Una incomprensibile fretta di chiudere il cerchio (nonostante le quasi 3 ore di durata) e alcuni personaggi troppo poco approfonditi (è un peccato vedere Alec Guinness sprecato in un ruolo che non gli si addice particolarmente) non lo rendono un capolavoro, forse.

Detto questo, certi dialoghi, certe scene (l’incontro notturno fra il dottore e Mrs.Moore, il premio Oscar Peggy Ashcroft, l’incauto viaggio in bicicletta di Judy Davis, il “picnic” alle grotte) e soprattutto quell’inconsueta atmosfera fatta di esotismo, sensualità e mistero, rimangono impressi nella mente degli spettatori parecchi giorni dopo la visione.
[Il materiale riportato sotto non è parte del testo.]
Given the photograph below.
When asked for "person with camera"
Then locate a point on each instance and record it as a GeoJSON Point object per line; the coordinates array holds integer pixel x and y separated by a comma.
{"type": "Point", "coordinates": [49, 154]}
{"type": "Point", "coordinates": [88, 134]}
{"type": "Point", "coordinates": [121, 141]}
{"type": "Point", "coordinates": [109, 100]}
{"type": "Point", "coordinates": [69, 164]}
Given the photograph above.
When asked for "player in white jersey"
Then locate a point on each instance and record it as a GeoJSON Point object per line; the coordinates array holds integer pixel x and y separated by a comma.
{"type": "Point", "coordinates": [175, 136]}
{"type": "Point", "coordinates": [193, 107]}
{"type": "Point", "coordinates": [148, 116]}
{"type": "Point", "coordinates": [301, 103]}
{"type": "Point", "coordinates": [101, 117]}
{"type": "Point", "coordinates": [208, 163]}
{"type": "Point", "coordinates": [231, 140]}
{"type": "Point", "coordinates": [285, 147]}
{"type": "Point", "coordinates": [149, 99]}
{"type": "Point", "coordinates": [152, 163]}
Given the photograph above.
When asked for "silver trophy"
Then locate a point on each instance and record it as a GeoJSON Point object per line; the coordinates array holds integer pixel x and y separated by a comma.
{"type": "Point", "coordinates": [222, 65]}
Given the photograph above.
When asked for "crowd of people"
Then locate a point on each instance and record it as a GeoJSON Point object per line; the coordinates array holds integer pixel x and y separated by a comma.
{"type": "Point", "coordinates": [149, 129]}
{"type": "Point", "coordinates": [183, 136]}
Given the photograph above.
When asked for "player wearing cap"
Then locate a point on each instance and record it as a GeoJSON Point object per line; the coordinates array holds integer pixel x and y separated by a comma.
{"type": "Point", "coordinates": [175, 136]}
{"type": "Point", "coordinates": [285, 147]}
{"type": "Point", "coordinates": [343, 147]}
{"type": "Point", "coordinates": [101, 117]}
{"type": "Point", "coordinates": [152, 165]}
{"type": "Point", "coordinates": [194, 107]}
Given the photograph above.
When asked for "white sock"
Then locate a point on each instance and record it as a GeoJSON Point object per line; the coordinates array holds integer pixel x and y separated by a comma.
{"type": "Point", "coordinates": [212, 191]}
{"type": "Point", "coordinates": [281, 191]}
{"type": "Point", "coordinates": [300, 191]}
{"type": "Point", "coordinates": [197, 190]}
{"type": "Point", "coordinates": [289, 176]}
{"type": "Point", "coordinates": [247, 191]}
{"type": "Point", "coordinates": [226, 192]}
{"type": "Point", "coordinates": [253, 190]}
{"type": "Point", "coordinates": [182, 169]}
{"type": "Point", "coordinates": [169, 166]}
Colonna sonora di Maurice Jarre premiata con l’Oscar.

 

#Midnight Special

In pieno hype da Star Wars, ecco che un altro film fantascientifico (seppur diametralmente opposto, per budget e idea cinematografica) attira prepotentemente la mia attenzione.
Sembra un po’ Carpenter, un po’ Cronenberg, un po’ Shyamalan.
E’ il nuovo film del regista di Take Shelter, Jeff Nichols.
Con Michael Shannon, Kirsten Dunst, Adam Driver e Sam Shepard.